The Loneliest Planet premiered at the Locarno Film Festival on August 11, 2011, followed by its North American premiere at the Toronto International Film Festival on September 12, 2011. The film was theatrically released in the United States on October 26, 2012, to positive reviews from critics.

It went on to be screened at the New York Film Festival, the BFI London Film Festival, and the 2011 AFI Fest in Los Angeles, where it won the Grand Jury Prize.

== Plot ==
Alex (Gael García Bernal) and Nica (Hani Furstenberg) are in love and engaged to be married. They are seasoned travelers on a trip in the country of Georgia, formerly a republic of the Soviet Union. They hire a local guide (Bidzina Gujabidze) to take them backpacking through the breathtaking scenery of the Caucasus Mountains.
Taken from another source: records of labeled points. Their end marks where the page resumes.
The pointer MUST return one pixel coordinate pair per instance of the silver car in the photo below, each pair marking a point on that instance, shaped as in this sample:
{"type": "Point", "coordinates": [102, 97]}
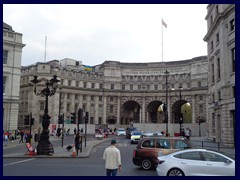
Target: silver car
{"type": "Point", "coordinates": [196, 162]}
{"type": "Point", "coordinates": [121, 131]}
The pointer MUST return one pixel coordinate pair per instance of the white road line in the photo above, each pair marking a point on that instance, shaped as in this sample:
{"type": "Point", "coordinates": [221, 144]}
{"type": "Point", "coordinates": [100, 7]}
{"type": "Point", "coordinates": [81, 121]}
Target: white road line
{"type": "Point", "coordinates": [18, 162]}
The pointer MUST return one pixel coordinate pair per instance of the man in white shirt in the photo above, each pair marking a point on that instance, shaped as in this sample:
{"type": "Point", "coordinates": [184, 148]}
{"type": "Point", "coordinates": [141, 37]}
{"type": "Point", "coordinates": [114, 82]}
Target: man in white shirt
{"type": "Point", "coordinates": [112, 156]}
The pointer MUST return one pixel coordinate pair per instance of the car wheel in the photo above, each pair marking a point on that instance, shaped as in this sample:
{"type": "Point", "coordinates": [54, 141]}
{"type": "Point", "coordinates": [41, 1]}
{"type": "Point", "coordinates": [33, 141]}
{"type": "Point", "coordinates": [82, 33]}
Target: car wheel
{"type": "Point", "coordinates": [175, 172]}
{"type": "Point", "coordinates": [146, 164]}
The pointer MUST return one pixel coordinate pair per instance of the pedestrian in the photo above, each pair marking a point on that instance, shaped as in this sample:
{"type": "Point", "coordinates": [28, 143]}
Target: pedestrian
{"type": "Point", "coordinates": [77, 141]}
{"type": "Point", "coordinates": [112, 157]}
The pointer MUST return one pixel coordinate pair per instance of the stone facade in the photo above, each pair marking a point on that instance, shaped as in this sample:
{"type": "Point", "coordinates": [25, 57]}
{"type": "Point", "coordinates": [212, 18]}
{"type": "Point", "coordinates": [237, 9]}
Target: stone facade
{"type": "Point", "coordinates": [12, 55]}
{"type": "Point", "coordinates": [221, 59]}
{"type": "Point", "coordinates": [119, 94]}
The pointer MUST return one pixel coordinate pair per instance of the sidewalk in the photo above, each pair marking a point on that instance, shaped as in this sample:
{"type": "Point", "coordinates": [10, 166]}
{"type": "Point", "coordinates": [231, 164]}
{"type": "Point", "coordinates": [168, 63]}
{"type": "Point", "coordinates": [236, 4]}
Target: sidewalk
{"type": "Point", "coordinates": [61, 152]}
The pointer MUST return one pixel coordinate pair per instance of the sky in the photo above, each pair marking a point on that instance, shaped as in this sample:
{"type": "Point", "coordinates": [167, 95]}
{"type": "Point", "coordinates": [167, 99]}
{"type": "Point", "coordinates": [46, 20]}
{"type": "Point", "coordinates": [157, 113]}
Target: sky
{"type": "Point", "coordinates": [94, 33]}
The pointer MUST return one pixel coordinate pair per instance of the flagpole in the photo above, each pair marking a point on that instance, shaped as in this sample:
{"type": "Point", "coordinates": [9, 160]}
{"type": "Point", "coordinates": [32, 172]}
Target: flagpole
{"type": "Point", "coordinates": [162, 43]}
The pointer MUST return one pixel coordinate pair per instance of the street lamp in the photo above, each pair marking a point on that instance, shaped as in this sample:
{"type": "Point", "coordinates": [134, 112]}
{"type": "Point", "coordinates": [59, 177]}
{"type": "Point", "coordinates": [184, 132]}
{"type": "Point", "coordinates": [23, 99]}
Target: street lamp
{"type": "Point", "coordinates": [44, 146]}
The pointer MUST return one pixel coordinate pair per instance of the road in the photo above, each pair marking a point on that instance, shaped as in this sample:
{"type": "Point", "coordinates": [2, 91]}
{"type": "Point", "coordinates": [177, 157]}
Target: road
{"type": "Point", "coordinates": [92, 166]}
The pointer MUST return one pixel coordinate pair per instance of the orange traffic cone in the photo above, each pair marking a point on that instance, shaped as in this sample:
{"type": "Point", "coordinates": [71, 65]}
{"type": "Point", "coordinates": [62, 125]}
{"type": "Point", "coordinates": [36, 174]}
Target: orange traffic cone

While on their journey, they meet an older man with two boys on their route; he is suspicious of the two foreigners. After a short conversation with their guide, the older man suddenly aims a hunting rifle aggressively at Alex and Nica at point-blank range. For a moment, Alex's reaction is to shield himself behind Nica. He immediately regains his composure and pushes himself in front of Nica to face the stranger's gun, while their guide in turn persuades the stranger to lower his gun and go on his way. A seemingly traumatized Nica walks away on her own.
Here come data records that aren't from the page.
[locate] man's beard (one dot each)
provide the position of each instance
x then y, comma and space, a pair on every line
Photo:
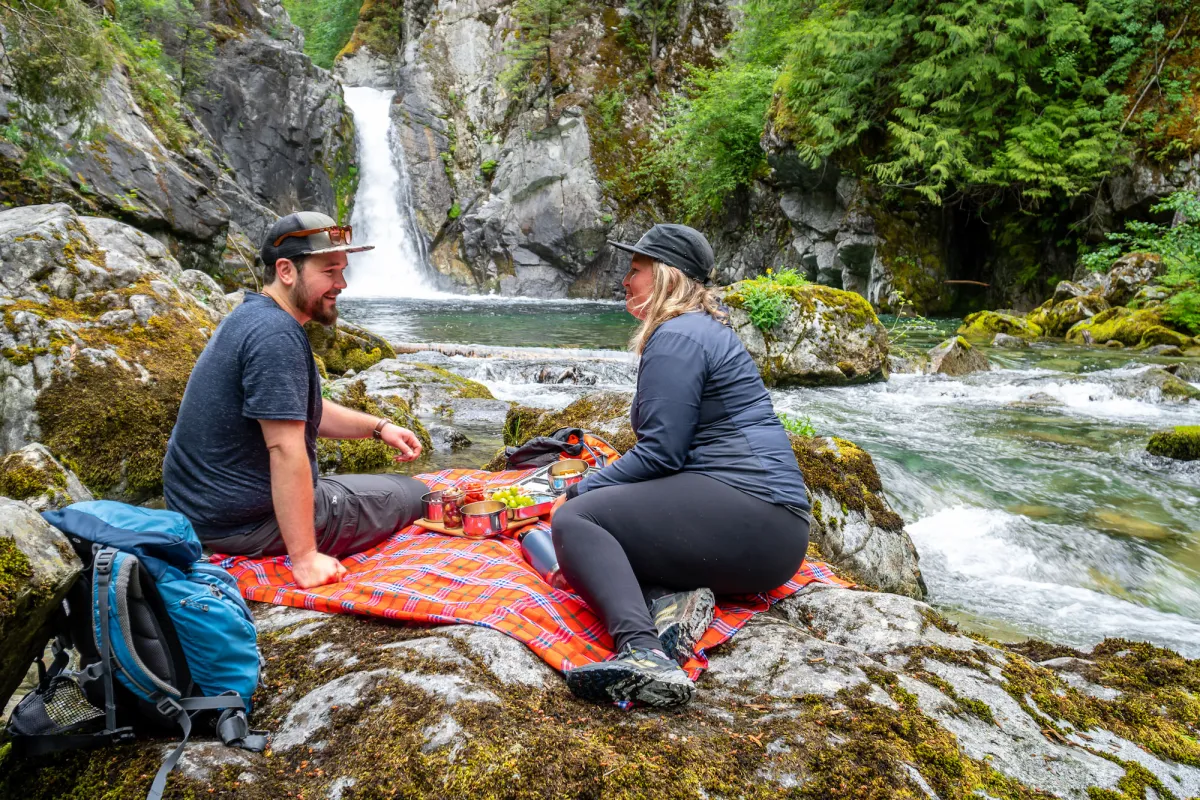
312, 305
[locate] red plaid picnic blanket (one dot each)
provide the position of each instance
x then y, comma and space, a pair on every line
424, 577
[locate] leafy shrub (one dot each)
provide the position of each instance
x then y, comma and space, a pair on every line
801, 426
1180, 247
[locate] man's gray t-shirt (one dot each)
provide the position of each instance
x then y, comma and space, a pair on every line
258, 366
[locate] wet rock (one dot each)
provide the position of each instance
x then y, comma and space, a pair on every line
1182, 444
1009, 342
37, 567
829, 337
34, 475
853, 527
99, 389
985, 324
955, 358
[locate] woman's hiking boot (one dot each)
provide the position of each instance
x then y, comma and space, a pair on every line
682, 619
647, 677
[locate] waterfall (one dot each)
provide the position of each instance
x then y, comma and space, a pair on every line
383, 210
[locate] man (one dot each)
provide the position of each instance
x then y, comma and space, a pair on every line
241, 463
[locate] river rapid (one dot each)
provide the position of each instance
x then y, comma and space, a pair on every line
1026, 489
A few scenes show the couple not speaking or walking together while on their journey to the mountains, although Alex repeatedly attempts to reconnect with Nica. At one point, they cross a stream where Nica accidentally falls only to be saved by the local guide. Alex tries to offer a shivering Nica some help, but she rebuffs him. At night, the local guide tells Nica the story of his failed marriage, and they kiss. Soon after, Nica returns to Alex and the couple has sex. At dawn, the trio start packing up their camps, and it remains ambiguous as to whether or not the couple has finally reconciled.

== Cast ==
- Gael García Bernal as Alex
- Hani Furstenberg as Nica
- Bidzina Gujabidze as Dato, their local guide
- Amiran Gudrshauri as kebab seller

== Release ==

On October 11, 2011, it was announced that Sundance Selects, a division of IFC Films, had acquired North American distribution rights.

== Reception ==
The film was well-received by critics. The film holds an approval rating of 70% on review aggregator Rotten Tomatoes, based on 62 reviews with an average of 6.9/10. The website's critical consensus reads, "The source material that inspired The Loneliest Planet may be brief, but this adaptation of a Tom Bissell short story compensates with studious, finely detailed filmmaking, haunting visuals, and thought-provoking subtext." On Metacritic, the film has a weighted average score of 76 out of 100, based on 19 critics, indicating "generally favorable reviews".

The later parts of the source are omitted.